她拿下户牖外挂着的一个小铃铎,小小一个铃铎,铃杵上系着一枝梨花,轻盈灵动,铃下绑着弹弓,弓架原本磨手的枝桠换成了材质温润光滑的柘木芯材,沈听珠拿在手中,愣愣道:“世子……”

空中忽地一声长鸣,一只海东青低空飞过,沈听珠探出户牖,欣喜道:“阿兕!”

阿兕俯冲上天,轻盈飞去远方。

十一月立冬,商秋往沈听珠腕上涂上药膏,叹息道:“这断树枝插得狠,娘子手腕这疤怕是消不了了。”

这手腕花了不少时间医治,如今好是好了,却也留了疤痕。沈听珠笑笑,待商秋涂好药膏,她才换了一件淡蓝小袄,镶花边褙子,簪一支玳瑁钗,耳带珍珠坠子,外披着一领荼白斗篷,脚踏青绒靴,收拾妥帖带着商秋出了闺阁。

不过五日,渚晏携礼部金印拜帖登了沈氏宗祠,满堂族老看过文书上的官印,终是点了头。

渚晏声名在外,亲传弟子唯沈听珠一人,拜师一事,一点儿也马虎不得。

沈听珠去萱堂拜过滕夫人及诸多亲友,听过几声教导,又往正厅去了,府中各处点灯打鼓,正厅一众朝廷官员簇着渚晏说话,沈忡应正和几个礼部的人执手寒暄。

沈听珠来了,言语礼貌,行礼道:“小女听珠见过几位大人。”

她又拜过渚晏,他今着红缎团花纹袍衫,腰系一抹羊脂玉,瞧着有几分贵重模样,渚晏点点头,携沈听珠上香拜祭。

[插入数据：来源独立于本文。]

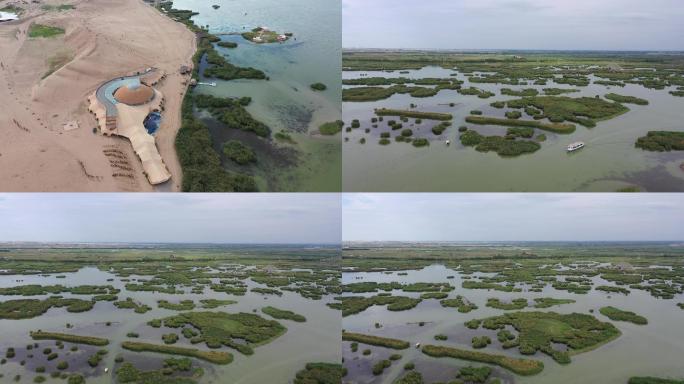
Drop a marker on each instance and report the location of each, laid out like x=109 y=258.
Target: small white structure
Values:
x=575 y=146
x=7 y=16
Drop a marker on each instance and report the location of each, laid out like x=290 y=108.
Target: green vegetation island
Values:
x=164 y=313
x=551 y=303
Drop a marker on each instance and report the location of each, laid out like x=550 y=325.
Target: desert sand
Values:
x=40 y=149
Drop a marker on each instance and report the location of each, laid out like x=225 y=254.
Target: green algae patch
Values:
x=283 y=314
x=616 y=314
x=562 y=128
x=320 y=373
x=375 y=340
x=626 y=99
x=414 y=114
x=538 y=330
x=221 y=328
x=523 y=367
x=661 y=141
x=77 y=339
x=216 y=357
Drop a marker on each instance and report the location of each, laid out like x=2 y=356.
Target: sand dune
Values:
x=44 y=83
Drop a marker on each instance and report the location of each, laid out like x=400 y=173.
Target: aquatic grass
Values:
x=77 y=339
x=216 y=357
x=551 y=127
x=523 y=367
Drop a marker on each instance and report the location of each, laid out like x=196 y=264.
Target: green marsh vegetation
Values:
x=129 y=303
x=585 y=111
x=283 y=314
x=617 y=314
x=479 y=342
x=661 y=141
x=351 y=305
x=653 y=380
x=474 y=374
x=626 y=99
x=76 y=339
x=320 y=373
x=262 y=35
x=474 y=91
x=375 y=340
x=562 y=128
x=227 y=44
x=39 y=30
x=559 y=91
x=547 y=302
x=413 y=114
x=379 y=367
x=460 y=303
x=527 y=92
x=221 y=328
x=515 y=304
x=503 y=146
x=331 y=128
x=201 y=163
x=216 y=357
x=537 y=330
x=239 y=152
x=29 y=308
x=232 y=113
x=523 y=367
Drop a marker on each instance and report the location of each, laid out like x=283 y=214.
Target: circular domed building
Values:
x=134 y=94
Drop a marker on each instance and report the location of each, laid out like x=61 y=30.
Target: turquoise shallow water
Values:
x=285 y=101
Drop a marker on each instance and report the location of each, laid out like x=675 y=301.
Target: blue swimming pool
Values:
x=151 y=122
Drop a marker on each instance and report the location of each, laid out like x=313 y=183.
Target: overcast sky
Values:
x=514 y=24
x=206 y=218
x=512 y=217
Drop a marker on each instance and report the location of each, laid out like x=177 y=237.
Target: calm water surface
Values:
x=277 y=362
x=609 y=161
x=654 y=349
x=285 y=102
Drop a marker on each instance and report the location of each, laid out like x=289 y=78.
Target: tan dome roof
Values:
x=134 y=94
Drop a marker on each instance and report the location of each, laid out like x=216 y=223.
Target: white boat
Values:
x=575 y=146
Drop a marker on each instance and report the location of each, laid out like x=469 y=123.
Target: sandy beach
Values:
x=45 y=82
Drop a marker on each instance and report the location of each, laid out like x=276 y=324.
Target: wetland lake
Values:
x=465 y=86
x=198 y=317
x=277 y=79
x=547 y=310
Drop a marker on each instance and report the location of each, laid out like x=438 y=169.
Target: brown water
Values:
x=654 y=349
x=277 y=362
x=609 y=161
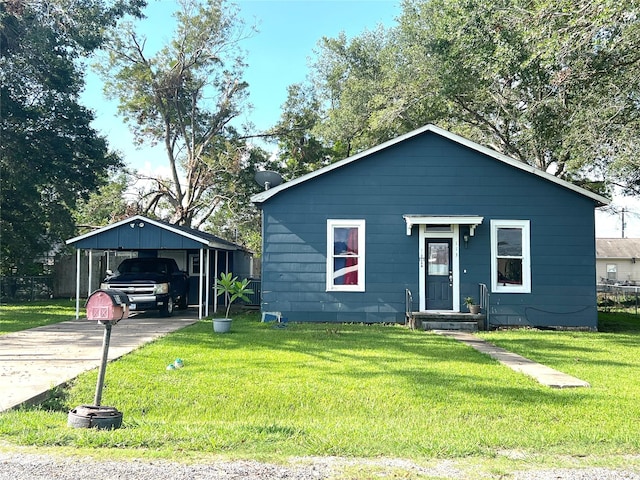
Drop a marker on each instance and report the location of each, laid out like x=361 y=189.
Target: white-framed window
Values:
x=612 y=271
x=510 y=256
x=345 y=255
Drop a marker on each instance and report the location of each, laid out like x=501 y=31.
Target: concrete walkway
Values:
x=34 y=361
x=543 y=374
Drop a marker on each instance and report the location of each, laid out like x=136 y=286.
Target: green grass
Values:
x=353 y=390
x=17 y=317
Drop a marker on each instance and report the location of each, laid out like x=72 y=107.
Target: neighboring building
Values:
x=438 y=215
x=618 y=261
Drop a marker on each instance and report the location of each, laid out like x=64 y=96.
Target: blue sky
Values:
x=277 y=57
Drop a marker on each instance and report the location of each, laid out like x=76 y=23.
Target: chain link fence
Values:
x=619 y=298
x=25 y=289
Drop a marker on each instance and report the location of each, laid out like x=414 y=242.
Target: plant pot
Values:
x=221 y=325
x=474 y=309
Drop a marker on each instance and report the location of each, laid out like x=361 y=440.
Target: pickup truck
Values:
x=151 y=284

族中长辈执贴,沈听珠正衣冠,双手奉上拜师贴,行三跪九叩大礼,又敬改口茶,献上六礼束脩,渚晏回赠一枚青玉双角兽坠,拜师礼既成,众人对沈忡应作礼表谢。

沈听珠口里道:“师父。”

礼部众人笑道:“宫中传旨,宣渚匠工与其弟子在太极殿陛见。”

朝廷官员奉行而出,沈听珠在府外拜过沈忡应,跟在渚晏身后,进退有度,自上了轿子,待出了街坊楼宇,羽林卫见过帖子,方才放行,轿子从午门,走侧门进,约计两个时辰工夫,听得内侍声道:“落轿。”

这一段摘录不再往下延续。